Of 12 patients in the primary efficacy population, 4 responded, for an ORR rate of 33%, including 2 CRs and 2 PRs, according to initial f indings reported at ASCO 2022. An additional 7 patients had stable disease, bring the DCR rate to 92%. In a larger safety population of 35 patients, there was 1 dose-limiting toxicity of grade 2 fatigue and no discontinuations due to AEs. Treatment-emergent AEs of grade 3 or greater severity included 2 instances each of diarrhea, nausea, and abdominal pain, and 1 instance of hypokalemia.⁶

Investigators concluded that seribantumab is a promising candidate for patients with solid tumors with NRG1 fusions.⁶

Need for Genomic Testing

For tissue-agnostic therapies to succeed, NGS must be conducted broadly across tumor types.
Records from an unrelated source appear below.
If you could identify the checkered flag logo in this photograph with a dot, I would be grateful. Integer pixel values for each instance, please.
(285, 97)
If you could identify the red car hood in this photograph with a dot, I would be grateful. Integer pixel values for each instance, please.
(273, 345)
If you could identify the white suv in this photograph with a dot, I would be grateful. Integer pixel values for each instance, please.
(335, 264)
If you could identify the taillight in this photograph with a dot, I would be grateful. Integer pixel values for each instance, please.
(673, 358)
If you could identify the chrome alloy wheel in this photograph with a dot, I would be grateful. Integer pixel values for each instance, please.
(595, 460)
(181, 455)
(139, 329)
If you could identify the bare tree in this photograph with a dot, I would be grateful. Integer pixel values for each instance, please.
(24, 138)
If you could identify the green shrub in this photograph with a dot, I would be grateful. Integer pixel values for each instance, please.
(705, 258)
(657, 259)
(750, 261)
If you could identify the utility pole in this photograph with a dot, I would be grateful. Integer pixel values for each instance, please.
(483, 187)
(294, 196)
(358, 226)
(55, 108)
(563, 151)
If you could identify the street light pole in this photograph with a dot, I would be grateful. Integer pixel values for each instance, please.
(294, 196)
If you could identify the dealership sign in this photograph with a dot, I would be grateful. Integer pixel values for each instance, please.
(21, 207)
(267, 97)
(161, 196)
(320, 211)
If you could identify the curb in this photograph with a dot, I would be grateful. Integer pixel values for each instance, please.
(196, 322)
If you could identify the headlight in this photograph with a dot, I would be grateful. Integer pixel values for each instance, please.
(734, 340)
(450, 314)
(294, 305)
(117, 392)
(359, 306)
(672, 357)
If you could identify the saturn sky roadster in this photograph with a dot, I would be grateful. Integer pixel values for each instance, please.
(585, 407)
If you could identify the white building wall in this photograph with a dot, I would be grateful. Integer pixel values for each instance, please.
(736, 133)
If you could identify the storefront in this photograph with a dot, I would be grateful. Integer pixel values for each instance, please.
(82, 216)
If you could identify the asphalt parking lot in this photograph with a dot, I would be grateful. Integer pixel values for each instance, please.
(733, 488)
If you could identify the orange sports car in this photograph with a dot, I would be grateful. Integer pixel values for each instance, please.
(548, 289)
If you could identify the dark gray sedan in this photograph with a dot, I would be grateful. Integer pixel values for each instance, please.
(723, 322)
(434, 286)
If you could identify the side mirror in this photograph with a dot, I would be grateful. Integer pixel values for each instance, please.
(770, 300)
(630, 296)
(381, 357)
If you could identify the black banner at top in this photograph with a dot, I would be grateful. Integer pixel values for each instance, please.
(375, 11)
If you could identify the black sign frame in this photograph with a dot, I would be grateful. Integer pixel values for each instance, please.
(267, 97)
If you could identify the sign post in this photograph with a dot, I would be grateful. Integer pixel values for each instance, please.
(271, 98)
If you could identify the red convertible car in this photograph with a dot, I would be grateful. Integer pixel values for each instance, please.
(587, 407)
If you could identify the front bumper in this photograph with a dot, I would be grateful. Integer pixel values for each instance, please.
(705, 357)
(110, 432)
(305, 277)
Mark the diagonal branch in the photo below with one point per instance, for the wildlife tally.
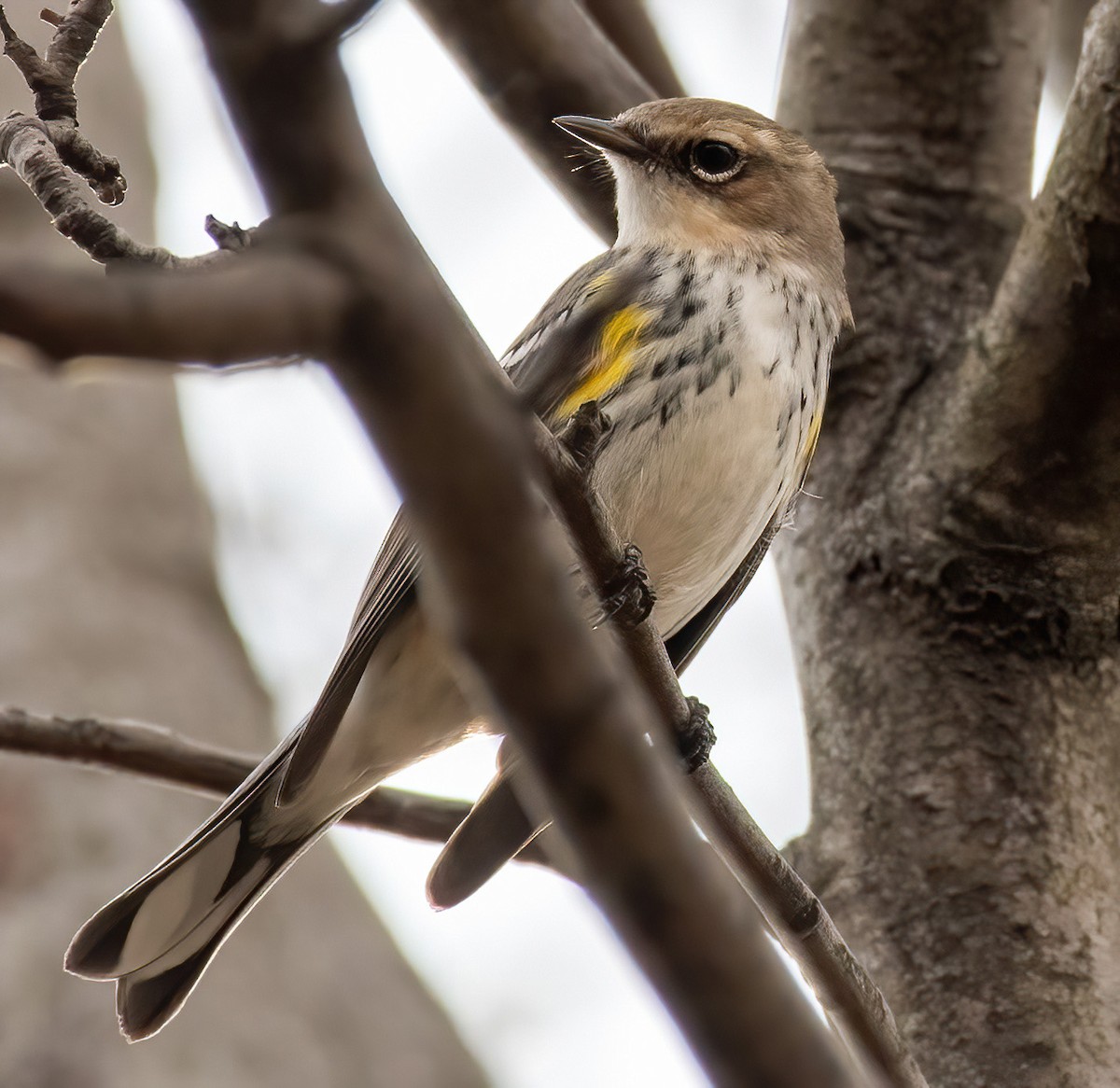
(628, 26)
(49, 153)
(533, 62)
(559, 689)
(799, 920)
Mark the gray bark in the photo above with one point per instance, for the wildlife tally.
(953, 594)
(110, 606)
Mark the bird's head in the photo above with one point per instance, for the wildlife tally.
(701, 174)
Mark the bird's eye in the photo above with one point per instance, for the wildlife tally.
(712, 160)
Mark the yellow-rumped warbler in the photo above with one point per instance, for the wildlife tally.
(712, 370)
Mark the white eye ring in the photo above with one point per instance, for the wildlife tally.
(715, 160)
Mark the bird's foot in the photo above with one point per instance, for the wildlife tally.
(695, 738)
(627, 595)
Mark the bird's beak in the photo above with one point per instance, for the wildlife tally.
(606, 135)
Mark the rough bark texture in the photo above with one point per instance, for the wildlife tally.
(953, 594)
(110, 606)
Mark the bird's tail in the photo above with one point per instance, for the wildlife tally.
(158, 937)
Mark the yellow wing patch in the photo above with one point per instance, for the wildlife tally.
(613, 360)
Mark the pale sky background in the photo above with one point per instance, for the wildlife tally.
(527, 970)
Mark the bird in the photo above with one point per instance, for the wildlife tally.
(706, 334)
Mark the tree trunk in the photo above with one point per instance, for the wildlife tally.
(952, 595)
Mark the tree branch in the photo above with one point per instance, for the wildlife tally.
(628, 26)
(855, 1004)
(161, 755)
(46, 150)
(557, 688)
(251, 307)
(533, 62)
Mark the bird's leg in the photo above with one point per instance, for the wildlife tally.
(582, 436)
(695, 736)
(627, 594)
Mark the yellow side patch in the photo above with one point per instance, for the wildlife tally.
(811, 437)
(614, 359)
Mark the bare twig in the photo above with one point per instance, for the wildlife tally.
(560, 690)
(48, 150)
(264, 303)
(800, 923)
(628, 26)
(161, 755)
(533, 62)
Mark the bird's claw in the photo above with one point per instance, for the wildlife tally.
(628, 596)
(695, 736)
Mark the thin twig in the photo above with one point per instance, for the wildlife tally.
(49, 152)
(264, 303)
(162, 755)
(428, 392)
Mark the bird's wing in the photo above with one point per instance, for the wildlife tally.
(581, 345)
(389, 591)
(686, 643)
(577, 331)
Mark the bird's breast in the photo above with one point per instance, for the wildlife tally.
(712, 433)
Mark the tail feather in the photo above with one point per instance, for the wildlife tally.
(161, 934)
(149, 997)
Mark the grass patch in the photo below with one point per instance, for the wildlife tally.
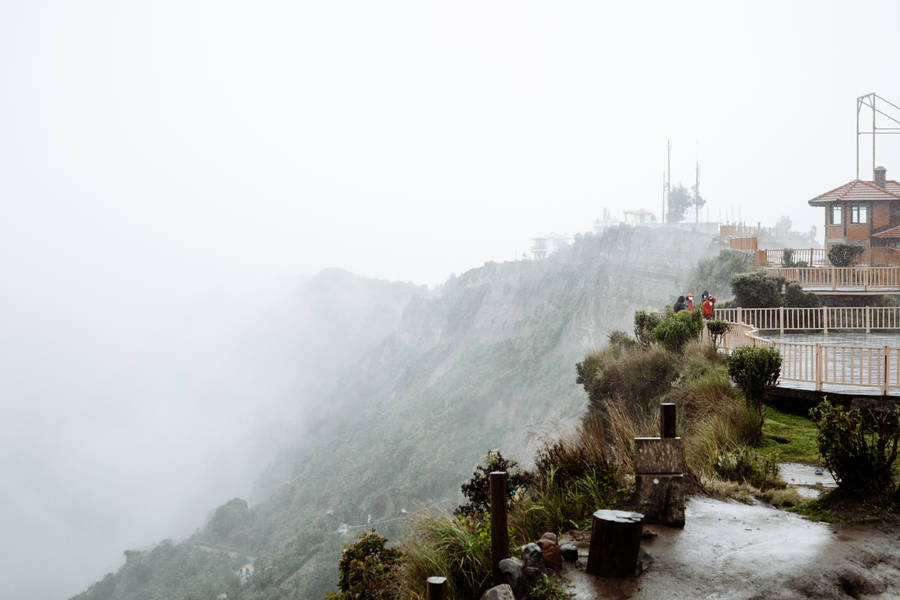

In April 2022, an ASCO expert panel developed a framework for the genomic testing of patients with cancer, including a “moderate” recommendation for patients with advanced or metastatic solid tumors without approved biomarker-associated therapies who may be candidates for tissue-agnostic therapies. The emergence of these therapies provides “a rationale for genomic testing for all solid tumors,” the panel said.²⁵

Subbiah recommends extensive use of NGS technologies. “I would say we need universal genomic testing in all patients with cancer, especially after frontline therapy,” he said. “My personal belief is that we need to test earlier so that patients can benefit from these drugs earlier in the disease course—sooner rather than later.”